Une sueur de fièvre perla sur son front, ses pas hésitèrent.

Sans le tourbillon froid qui le frappa aux yeux et aux lèvres, il se fût certainement évanoui.

C’était pour ce jeune homme, après tant de jours lugubrement usés dans le chagrin et dans l’exil, un retour trop soudain aux grandes joies de l’orgueil et du cœur.

Tandis que sur le passage de la reine, étincelante de beauté, se courbaient les fronts et se dressaient les armes, on eût pu voir un petit vieillard à qui la préoccupation faisait oublier l’étiquette.

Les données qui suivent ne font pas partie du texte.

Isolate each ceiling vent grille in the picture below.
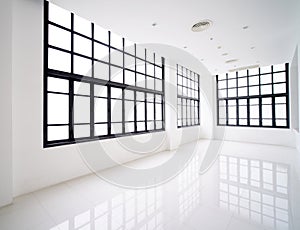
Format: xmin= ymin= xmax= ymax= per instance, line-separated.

11 était resté la tête tendue, l’œil braqué sur la reine et sur Taverney, au lieu de baisser sa tête et ses regards. Lorsque la reine s’éloigna, le petit vieillard rompit son rang avec la haie qui se démolissait autour de lui, et on le vit courir aussi vite que le lui permettaient ses petites jambes blanches de soixante-dix ans.


IX.

La pièce d’eau des Suisses.

Chacun connaît ce long carré glauque et moiré dans la belle saison, blanc et rugueux dans l’hiver, qui se nomme encore aujourd’hui la pièce d’eau des Suisses.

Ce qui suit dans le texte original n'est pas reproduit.